Energy costs and energy management; getting your employees onboard and measuring success

 In Electricity, Gas, Museums

Balancing your budget is a difficult and challenging thing to manage for all museums. Finding reliable ways to cut energy costs in both the short and long-term will help your organisation out, not only financially, but in terms of meeting your corporate social responsibility targets too.

There are numerous stories about the very sharp increase in gas and electricity costs encountered over the last few months. What’s more it is set to get worse. Continuing increases levied on energy by the government in pursuit of targets to reduce carbon emissions account for the bulk of the increases.
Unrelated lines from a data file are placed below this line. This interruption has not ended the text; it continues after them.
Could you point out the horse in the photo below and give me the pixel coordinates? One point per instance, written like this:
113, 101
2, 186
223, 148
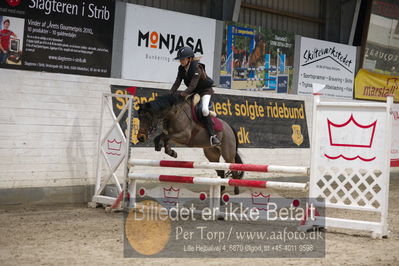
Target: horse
175, 114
Additionally, Climate Change Levy (CCL) is due to increase by 45% on electricity and 67% on gas next year, along with increases on other levies*

* Museums and other organisations registered as charities should benefit from a reduction in VAT. This means you should also be exempt from CCL. Contact us for details.
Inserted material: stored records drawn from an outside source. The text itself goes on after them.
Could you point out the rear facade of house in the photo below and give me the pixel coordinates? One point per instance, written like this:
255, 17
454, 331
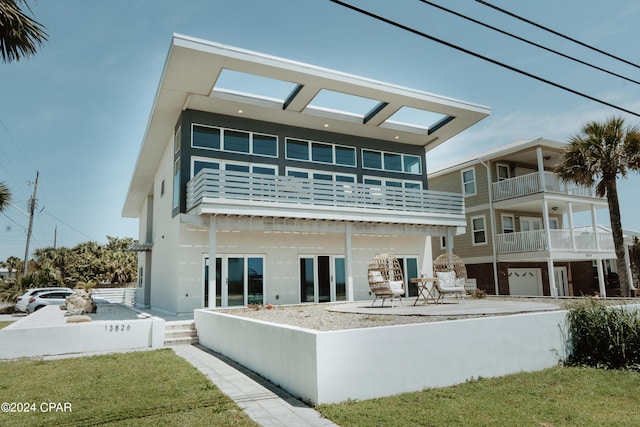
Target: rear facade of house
265, 181
522, 236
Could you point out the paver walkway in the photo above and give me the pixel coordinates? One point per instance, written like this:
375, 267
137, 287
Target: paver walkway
265, 403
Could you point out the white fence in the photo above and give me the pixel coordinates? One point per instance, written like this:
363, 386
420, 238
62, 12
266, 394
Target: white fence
532, 183
217, 184
534, 241
125, 296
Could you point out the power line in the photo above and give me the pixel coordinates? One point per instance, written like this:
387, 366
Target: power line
557, 33
522, 39
477, 55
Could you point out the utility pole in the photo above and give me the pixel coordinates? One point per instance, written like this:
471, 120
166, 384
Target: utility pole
32, 208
Although many museums have relatively fixed energy costs, one of the biggest factors that will make a difference is the human element. By getting your employees on board with energy management, you are likely to see a decrease in the energy they use, and by making this a new norm within your buildings, you can ensure that this lower energy usage becomes a permanent feature of your operational management.

 

How to get your employees to reduce consumption

 

  1. Make it official policy

Your employees are more likely to respond and make behavioural changes if your museum announces things in a formal manner. So instead of politely asking people to use less energy, have an official piece of content produced along with a companywide meeting. Not only will the message seem more official, but employees will be more likely to take notice and act accordingly.

 

  1. Offer practical guidance

Employees are unlikely to behave differently if they do not know what the alternative should be, however, so to help your employees make positive changes they should be told the best way to act. As well as offering practical tips and guidance specific to your workplace, your employees should also be told why such changes need to be made, as placing their actions in context will give them a greater understanding of their personal responsibility.

 

  1. Monitor the progress made

When working towards a specific goal, people like to know their progress, as it can serve to motivate and encourage future actions. Businesses looking to reduce their energy consumption should post regular reports and updates about the progress being made, as it shows employees how their efforts are translating into results.

 

  1. Use Energy Management Systems

The old adage that if you can’t measure it you can’t manage it holds particularly true for Energy.  Every time you introduce a change of practice, or install more energy efficient equipment, you need to know how successful they are.